Japanese Central Releases Report analyzing roles that centrally backed up virtual assets could play in the financial network. Japan’s Central bank has analyzed the applications and setbacks of central bank digital currencies (CBDCs) in the current financial network on a recent report.
The documents published on 19 February discuss how the CBDCs can be applied and different outcomes that will come from choosing different routes to it. Then the report discusses their two main categories, one, that will be limited for high-worth exchanges and two, those that could be available to the general public.
The categorization is from the report released by Bank for International Settlements back in the first half of the previous year. That document had divided CBDC’s in wholesale and general purpose.

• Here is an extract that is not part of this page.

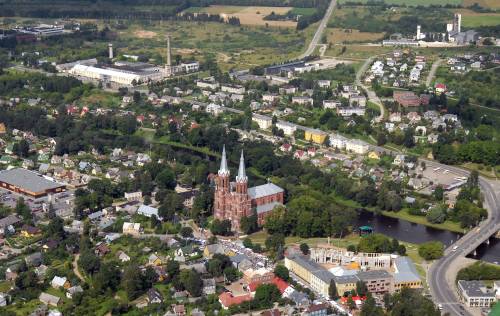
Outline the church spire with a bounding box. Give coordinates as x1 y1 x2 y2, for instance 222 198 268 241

The documents than shortly discussed the former one and elucidated how this would not have much impact on the money network. Then it discussed the latter kind for the rest of the documents. The report also includes the potential and applications of implementing blockchain technology in creating a token based CBDC.
The report highlighted the positive outcomes that may come through CBDCs however, last year the governor of Japan’s central expressed his uneasiness for CBDCs.
The governor, Masayoshi Amamiya started by pointing out what experts stated as a solution to the zero bound problems then stated that “to overcome the zero lower bound on nominal interest rates they would need to get rid of cash from the society.” The bank is, however, not considering following that route.
A similar stance was taken by South Korean central bank that issued a warning at CBDCs after announcing that it would not introduce one itself.